Ad 1: I would like to have something like unwrap(A::AbstractArray), which returns an Matrix or SparseMatrixCSC depending on the underlying storage of A. If A has already the target type, return A itself. Also nested wrappers must be supported.
Currently we have tri[ul] to convert triangular matrices, getindex to convert SubArrays, and methods to transform transposed and adjoint wrappers of Matrix and SparseMatrixCSC.
Missing are methods for symmetric and hermitian matrices, for Unit[Upper|Lower]Triangular, for Diagonal, Bidiagonal, etc. and for nested wrappers, e.g. Adjoint(view(sparse(...))).
And there is currently no unique function to perform the conversions.

Ad 2: There has been already some effort in this area for a few common cases. Nevertheless there are some algorithms and there as quite a lot of useful (nested) wrappers. Potentially the number of nested wrappers is unlimited. So this approach can improve the situation at most important edges, but never be complete.

Ad 3: Some or all methods with argument type AbstractMatrix, which implement an algorithm using the standard interface ([], getindex, setindex) are affected. These methods obtain a new signature (rename or extra trait argument). At the same time a new method with the original signature is defined, which dispatches to the appropriate implementation method. The special cases of item 2. and the special implementations for SparseMatrixCSC have to be shared by the dispatching process.

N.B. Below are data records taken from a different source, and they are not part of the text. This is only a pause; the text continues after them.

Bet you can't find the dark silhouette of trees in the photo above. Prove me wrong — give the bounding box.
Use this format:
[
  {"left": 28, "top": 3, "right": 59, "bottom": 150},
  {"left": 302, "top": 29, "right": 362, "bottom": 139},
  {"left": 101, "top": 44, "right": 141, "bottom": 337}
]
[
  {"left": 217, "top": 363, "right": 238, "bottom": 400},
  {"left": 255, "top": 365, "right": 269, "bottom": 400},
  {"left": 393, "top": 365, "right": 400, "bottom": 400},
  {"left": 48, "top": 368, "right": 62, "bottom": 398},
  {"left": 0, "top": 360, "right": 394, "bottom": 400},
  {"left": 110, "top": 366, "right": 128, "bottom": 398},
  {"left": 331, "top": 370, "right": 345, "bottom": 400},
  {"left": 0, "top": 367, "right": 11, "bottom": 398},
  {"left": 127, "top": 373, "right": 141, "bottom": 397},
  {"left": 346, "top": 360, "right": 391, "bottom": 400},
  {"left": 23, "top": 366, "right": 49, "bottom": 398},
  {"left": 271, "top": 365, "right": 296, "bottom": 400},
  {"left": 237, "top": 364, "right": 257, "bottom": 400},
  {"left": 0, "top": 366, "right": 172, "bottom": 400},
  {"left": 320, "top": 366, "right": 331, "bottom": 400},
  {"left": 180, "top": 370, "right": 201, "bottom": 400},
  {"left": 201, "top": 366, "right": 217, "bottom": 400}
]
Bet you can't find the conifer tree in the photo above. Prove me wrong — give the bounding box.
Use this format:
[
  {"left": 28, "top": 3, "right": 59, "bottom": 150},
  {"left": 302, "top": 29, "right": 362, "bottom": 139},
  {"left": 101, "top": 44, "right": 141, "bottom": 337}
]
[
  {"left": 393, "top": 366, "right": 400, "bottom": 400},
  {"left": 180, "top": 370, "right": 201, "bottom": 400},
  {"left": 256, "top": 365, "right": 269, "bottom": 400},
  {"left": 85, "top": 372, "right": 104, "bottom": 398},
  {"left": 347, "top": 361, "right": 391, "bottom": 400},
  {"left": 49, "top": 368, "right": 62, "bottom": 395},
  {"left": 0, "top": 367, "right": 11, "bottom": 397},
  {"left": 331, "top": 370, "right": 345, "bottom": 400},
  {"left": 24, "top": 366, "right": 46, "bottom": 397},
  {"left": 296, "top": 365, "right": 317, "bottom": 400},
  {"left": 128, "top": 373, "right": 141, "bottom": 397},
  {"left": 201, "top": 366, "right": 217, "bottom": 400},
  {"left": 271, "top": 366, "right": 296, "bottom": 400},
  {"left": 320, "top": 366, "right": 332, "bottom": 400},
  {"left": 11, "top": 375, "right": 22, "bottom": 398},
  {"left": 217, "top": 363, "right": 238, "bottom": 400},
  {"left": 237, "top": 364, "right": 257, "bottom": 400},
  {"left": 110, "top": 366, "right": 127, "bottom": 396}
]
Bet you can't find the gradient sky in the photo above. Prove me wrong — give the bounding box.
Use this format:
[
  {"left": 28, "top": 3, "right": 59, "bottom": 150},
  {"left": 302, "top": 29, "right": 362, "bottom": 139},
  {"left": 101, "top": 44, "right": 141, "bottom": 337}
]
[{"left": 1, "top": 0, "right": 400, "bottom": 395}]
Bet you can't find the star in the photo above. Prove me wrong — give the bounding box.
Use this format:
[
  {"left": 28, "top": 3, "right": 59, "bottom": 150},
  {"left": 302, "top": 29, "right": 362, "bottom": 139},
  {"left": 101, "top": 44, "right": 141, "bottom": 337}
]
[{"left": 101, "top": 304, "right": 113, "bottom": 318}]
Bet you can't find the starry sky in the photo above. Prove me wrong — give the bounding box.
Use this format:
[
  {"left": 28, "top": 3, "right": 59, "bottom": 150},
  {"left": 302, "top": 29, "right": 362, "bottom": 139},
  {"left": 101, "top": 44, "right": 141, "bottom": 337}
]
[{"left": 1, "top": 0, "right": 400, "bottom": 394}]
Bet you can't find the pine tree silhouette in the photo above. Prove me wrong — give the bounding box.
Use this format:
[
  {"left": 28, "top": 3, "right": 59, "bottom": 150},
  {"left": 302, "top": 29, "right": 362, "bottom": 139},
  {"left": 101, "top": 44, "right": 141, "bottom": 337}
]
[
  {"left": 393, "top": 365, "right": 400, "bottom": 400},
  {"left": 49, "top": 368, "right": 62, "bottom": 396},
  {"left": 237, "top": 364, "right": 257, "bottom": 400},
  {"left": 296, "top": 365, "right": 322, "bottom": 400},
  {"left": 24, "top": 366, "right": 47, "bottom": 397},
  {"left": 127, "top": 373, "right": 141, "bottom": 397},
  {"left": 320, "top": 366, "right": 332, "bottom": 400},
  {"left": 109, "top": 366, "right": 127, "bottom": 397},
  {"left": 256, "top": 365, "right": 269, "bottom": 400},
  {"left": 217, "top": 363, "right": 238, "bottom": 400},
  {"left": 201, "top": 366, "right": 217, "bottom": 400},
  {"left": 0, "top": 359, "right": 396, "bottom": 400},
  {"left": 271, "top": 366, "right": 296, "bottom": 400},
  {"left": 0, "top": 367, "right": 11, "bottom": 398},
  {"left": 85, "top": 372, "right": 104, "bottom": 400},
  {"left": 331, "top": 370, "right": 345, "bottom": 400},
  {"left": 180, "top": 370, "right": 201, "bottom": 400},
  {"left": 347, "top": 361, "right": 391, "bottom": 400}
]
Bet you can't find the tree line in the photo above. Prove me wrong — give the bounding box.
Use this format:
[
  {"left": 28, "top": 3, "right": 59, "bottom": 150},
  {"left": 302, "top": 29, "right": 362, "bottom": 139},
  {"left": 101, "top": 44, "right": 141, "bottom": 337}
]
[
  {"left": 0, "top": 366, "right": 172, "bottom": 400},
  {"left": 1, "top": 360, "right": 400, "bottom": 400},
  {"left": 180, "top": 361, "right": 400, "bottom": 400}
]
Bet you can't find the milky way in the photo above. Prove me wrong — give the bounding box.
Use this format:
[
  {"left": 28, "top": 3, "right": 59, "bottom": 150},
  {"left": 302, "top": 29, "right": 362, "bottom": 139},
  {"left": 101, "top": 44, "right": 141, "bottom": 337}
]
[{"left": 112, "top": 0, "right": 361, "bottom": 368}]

Ad 4: We have already transpose and adjoint for this purpose. Also most constructors avoid to deliver duplicate things like Symmetric(Symmetric(A)). Also Hermitian(Symmetric(A)) = Hermitian(A), but these constructors do a half-heated job and Symmetric(Hermitian(A)) = Symmetric(A) is not correct.
Also combinations with triangular matrices, and the structured types (Diagonal, …) allow simplifications, which can reduce nesting depth. Actually, if we exclude SubArray and ReshapedArray, we can reduce the potentially infinite number of combinations of wrappers to finite. So I propose new quasi-constructors like symmetric, upper_triangular, etc. besides transpose and adjoint.

I implemented most of those ideas in SparseWrappers.
It was not possible to implement the “sparse array fallback” pattern for real implementation, because that requires changes of the existing “abstract array fallback” implementations in stdlib. The pattern is demonstrated in an example.
As a principle, all branches are evaluated at compile time by evaluating only type information. That was not possible at some areas where structural information is only stored in a data field (Symmetric.uplo …).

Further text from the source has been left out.